In order to be able to use Azure Key vault from Azure functions and App Service at first you need to grant permissions to Azure Function app and App Service to read data (in our example we will use Secrets i.e. passwords, app secrets, etc. But you also may use the same technique to access keys and certificates which also may be stored there) from Azure Key vault.

  • At first you need to create System assigned identity. For your Azure function app, navigate to Platform features. For App Service scroll down the Settings group in the left navigation.

  • Select Identity:

Platform features

  • On this page under System assigned tab set Status to On and click Save

System assigned status

  • After that go to Azure Key vault (if you don’t have it yet than create it first) and select Access policies -> Add Access Policy. In opened page select Secret permissions -> Get:
    • if you store keys or certificates in Key vault you have to select appropriate Key or Certificate permissions.

Access policy

  • In Select principal choose name of your Azure Function app. Principal will be available in this field only after creation of Function app principal which we made above.
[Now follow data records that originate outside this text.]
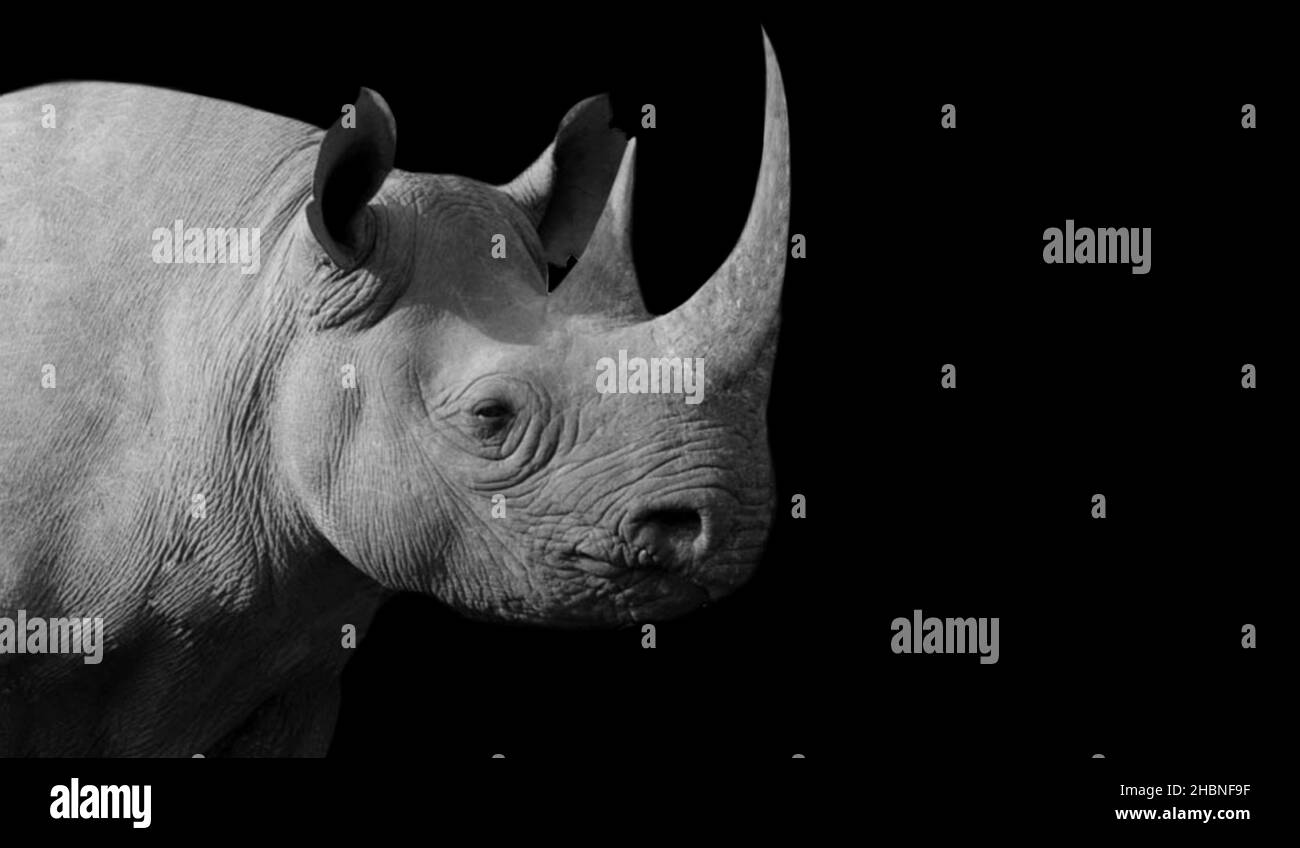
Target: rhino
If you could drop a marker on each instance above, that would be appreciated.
(232, 464)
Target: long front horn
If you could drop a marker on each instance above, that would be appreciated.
(733, 318)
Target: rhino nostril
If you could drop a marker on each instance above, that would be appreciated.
(667, 537)
(674, 522)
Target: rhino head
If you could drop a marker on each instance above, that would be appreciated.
(471, 455)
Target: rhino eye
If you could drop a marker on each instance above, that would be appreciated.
(489, 411)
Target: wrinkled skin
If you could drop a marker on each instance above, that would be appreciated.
(222, 632)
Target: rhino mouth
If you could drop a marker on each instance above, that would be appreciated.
(627, 565)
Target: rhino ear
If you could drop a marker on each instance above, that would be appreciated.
(564, 190)
(355, 158)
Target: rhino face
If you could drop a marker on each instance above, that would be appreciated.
(449, 425)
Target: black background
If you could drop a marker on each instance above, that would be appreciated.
(1118, 636)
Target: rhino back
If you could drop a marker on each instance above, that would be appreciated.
(129, 385)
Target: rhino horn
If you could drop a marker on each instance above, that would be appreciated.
(605, 280)
(733, 318)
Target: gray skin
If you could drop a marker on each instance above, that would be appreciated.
(224, 634)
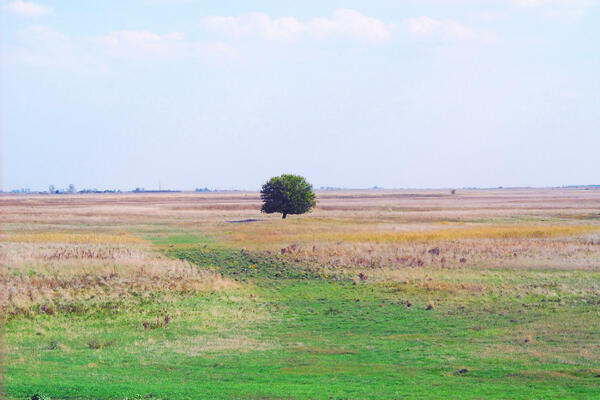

  • Add Access Policy also for Teamwork App Service.

  • After that your Azure functions and App Service will be able to read values from Azure Key vault. Note that you have to keep it in the following format in app settings:

@Microsoft.KeyVault(SecretUri=https://{key-vault-name}.vault.azure.net/secrets/{secret-name}/{id})
  • Then you may just read this param from app setting and it will be automatically expanded to the actual secret value stored in Key vault.

  • In order to get secret's identifier from Azure Key vault go to Key vault -> Secrets -> Create new secret (e.g. TeamworkServiceAccountPassword) or choose existing secret -> Select current version -> Copy secret identifier:

  • Later when script will ask to enter service account password - paste this value there. Script will warn that it is recommended to use Azure Key vault for storing password instead of plain text:

Note: in order to ensure that access to KeyVault secret is configured properly go to App service > Configuration and click Edit icon for app setting which uses KeyVault references. It should have Status = Resolved: Access policy

If it has error status (e.g. AccessToKeyVaultDenied) then try to delete this setting, save changes, add it again manually and save again. If access was configured properly it should have status resolved after that.